Livestreaming an Messen und Kongressen: Gratis-Content oder Bezahlmodell?

Publiziert am 15.03.2016 von Christoph Spangenberg

Als am Vortag der Baselworld-Eröffnung die Pressekonferenz über die Trends in der Uhren- und Schmuckbranche informiert hat, waren tausende Journalisten online im Livestream (11'300 Zugriffe) dabei. Immer mehr Veranstalter entdecken Livestreaming für sich. Wie bei allen Kommunikationsmassnahmen gilt es, hierbei klare Ziele zu  verfolgen. Der Live-Content birgt zudem Potenzial für neue Geschäftsmodelle.

MCH Group Baselworld Press Conference 

Ob Facebook, Youtube oder Periscope: Nie war es so einfach, Inhalte live ins Internet zu streamen, und dies zu vergleichsweise geringen Kosten. Veranstalter von Messen und Kongressen nutzen Livestreaming, um Vorträge und Diskussionen auch den Menschen zugänglich zu machen, die nicht vor Ort dabei sein können. Der Live-Content steigert Reichweite und Sichtbarkeit und trägt Wissen und Diskurse über das Event hinaus. Zudem kann er ein Teaser sein, um die Zuschauer an das Event zu locken.

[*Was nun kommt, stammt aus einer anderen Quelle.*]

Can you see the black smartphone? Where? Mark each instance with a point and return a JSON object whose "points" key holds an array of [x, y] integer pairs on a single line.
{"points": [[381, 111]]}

Auch innerhalb der MCH Group sind Livestreams ein Teil der Kommunikation. So übertrug die Baselworld, die weltweit bedeutendste Messe der Uhren- und Schmuckbranche, die Eröffnungspressekonferenz am 16. März 2016 live ins Netz. Die Schweizer Baumesse Swissbau streamte ausgewählte Vorträge und Diskussionen mit und von Branchenführern aus ihrem Veranstaltungsformat Focus.

Live-Videos als Teil des Kommunikationskonzepts

Trotz einfacher Technik und geringen Kosten: Der Einsatz von Livestreams an Messen und Kongressen will geplant und wohlüberlegt sein. "Streamen nur um des Streamens willen ist nicht sinnvoll", sagt Stephan Peyer, Chief Development Officer (CDO) der MCH Group. "Livestreams sollten Teil des Kommunikationskonzepts sein und klare Ziele verfolgen."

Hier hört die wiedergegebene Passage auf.